Manulife’s shares were up 1 percent, or 13 Canadian cents, at C$13.47 at mid morning on Thursday.
The company said it could take a charge of C$700 million-C$800 million in the second quarter to reflect the impact of lower bond yields on the company’s long-term investment expectations, a higher charge than some had expected.
“We were at C$550 million heading into the quarter, so they’re going to take a bigger charge than we thought,” said Peter Routledge, an analyst at National Bank Financial.
Manulife also said it could take a C$250 million-C$300 million charge from new actuarial standards related to guaranteed variable annuities and segregated funds.
Volatile stock and bond markets have led to wild swings in Canadian insurers’ results over the past three years as they must make regular reserve adjustments to reflect the impact of market activity on the portfolios they have set up to cover future policy obligations.
Manulife has hedged much of its market exposure and exited higher-risk businesses over the last two years.
The company said the direct impact of equity and bond-market movements during the quarter was a gain of C$75 million, rising to C$541 million when factoring in the impact of markets on Manulife’s own investments and on its variable annuity hedges.
Insurance sales rose 35 percent year-over-year, improving in the company’s Canadian and Asian divisions, but falling slightly at Manulife’s U.S. John Hancock unit.
Wealth management sales decreased by 8 percent.
Manulife also said it had hired former AIA Group executive Steve Roder as chief financial officer, replacing Michael Bell, who said in February he would step down.
Bell’s unexpected announcement had pressured the company’s share price, adding to uncertainty as Manulife repositioned its business.

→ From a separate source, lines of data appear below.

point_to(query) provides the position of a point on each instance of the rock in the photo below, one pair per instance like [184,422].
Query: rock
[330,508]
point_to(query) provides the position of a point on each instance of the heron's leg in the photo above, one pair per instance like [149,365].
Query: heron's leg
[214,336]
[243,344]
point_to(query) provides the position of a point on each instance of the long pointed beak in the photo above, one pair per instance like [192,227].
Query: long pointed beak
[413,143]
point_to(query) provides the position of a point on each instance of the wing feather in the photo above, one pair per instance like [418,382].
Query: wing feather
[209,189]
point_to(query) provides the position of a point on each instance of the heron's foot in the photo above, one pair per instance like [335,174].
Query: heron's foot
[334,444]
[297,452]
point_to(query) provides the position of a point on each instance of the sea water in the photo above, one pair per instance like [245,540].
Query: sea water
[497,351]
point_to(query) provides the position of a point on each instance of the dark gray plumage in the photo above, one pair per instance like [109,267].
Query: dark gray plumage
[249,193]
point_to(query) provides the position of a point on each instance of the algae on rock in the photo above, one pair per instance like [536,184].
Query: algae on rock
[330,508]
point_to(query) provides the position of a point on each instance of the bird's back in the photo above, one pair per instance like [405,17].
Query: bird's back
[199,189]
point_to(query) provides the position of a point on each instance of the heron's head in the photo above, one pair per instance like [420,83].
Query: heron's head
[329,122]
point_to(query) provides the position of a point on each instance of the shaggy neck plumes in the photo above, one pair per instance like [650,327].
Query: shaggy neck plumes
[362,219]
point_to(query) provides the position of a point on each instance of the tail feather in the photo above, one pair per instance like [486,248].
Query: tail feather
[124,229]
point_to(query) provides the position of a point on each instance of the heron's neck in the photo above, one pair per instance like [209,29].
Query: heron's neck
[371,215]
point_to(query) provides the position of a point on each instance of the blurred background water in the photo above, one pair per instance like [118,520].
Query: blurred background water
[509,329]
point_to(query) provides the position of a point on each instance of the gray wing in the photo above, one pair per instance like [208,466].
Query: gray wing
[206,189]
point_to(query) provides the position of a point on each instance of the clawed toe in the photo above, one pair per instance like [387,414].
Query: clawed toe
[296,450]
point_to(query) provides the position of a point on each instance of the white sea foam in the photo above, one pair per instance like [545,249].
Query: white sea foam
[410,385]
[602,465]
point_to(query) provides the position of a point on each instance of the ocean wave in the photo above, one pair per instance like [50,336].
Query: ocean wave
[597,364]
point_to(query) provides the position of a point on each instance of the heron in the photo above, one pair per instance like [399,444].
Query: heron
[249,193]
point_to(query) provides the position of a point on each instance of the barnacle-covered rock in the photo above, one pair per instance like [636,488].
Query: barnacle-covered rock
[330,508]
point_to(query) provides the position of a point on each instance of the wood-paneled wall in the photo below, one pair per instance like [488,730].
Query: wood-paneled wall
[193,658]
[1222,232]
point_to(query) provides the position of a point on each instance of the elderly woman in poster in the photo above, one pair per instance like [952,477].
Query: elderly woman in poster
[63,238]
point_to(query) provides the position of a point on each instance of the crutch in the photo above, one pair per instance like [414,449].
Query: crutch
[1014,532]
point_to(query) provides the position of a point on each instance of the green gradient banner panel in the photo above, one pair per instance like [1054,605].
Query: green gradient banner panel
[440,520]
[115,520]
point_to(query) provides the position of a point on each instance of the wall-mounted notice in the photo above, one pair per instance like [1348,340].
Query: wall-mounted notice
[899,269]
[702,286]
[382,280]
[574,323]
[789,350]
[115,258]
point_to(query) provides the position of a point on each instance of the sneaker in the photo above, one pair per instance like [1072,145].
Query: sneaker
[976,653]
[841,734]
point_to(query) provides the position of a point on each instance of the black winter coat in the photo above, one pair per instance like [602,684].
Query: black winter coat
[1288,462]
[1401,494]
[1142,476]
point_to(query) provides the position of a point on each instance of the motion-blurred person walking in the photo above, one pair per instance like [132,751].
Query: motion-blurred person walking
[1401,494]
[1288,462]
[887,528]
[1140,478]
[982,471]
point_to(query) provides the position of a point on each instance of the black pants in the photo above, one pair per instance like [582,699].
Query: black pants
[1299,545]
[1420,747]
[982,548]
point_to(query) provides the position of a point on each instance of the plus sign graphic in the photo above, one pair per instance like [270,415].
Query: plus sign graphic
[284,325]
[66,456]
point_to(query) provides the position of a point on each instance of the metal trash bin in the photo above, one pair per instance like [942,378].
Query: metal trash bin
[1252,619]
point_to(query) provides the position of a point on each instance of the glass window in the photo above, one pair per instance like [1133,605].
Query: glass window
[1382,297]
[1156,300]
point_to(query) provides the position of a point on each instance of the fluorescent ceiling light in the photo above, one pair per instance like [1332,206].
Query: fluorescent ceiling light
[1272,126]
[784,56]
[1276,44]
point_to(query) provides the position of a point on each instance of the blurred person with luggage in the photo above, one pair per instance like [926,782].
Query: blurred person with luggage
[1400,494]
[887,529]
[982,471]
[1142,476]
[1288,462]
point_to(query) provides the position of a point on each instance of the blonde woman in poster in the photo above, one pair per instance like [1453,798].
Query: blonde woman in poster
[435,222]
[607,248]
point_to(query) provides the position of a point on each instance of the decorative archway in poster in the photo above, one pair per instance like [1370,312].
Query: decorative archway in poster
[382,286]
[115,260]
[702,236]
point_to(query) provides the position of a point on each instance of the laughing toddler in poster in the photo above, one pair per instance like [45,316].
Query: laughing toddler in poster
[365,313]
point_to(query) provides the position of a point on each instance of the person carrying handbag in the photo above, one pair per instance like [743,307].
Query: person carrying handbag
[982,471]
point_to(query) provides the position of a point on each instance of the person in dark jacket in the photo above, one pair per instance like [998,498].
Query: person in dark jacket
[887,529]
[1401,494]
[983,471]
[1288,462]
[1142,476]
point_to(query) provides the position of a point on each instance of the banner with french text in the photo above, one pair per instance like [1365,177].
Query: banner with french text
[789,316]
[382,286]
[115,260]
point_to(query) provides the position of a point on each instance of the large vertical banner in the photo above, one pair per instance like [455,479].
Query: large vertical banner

Bell said he would stay with the company until a replacement was found.
Roder has spent much of the past two decades working in Asia, on which Manulife has focused its growth aspirations.
“In our opinion, this underscores the importance of the Asian operations to Manulife’s longer term growth, but will also perpetuate speculation that it will once again become acquisitive in the region,” Aiken said.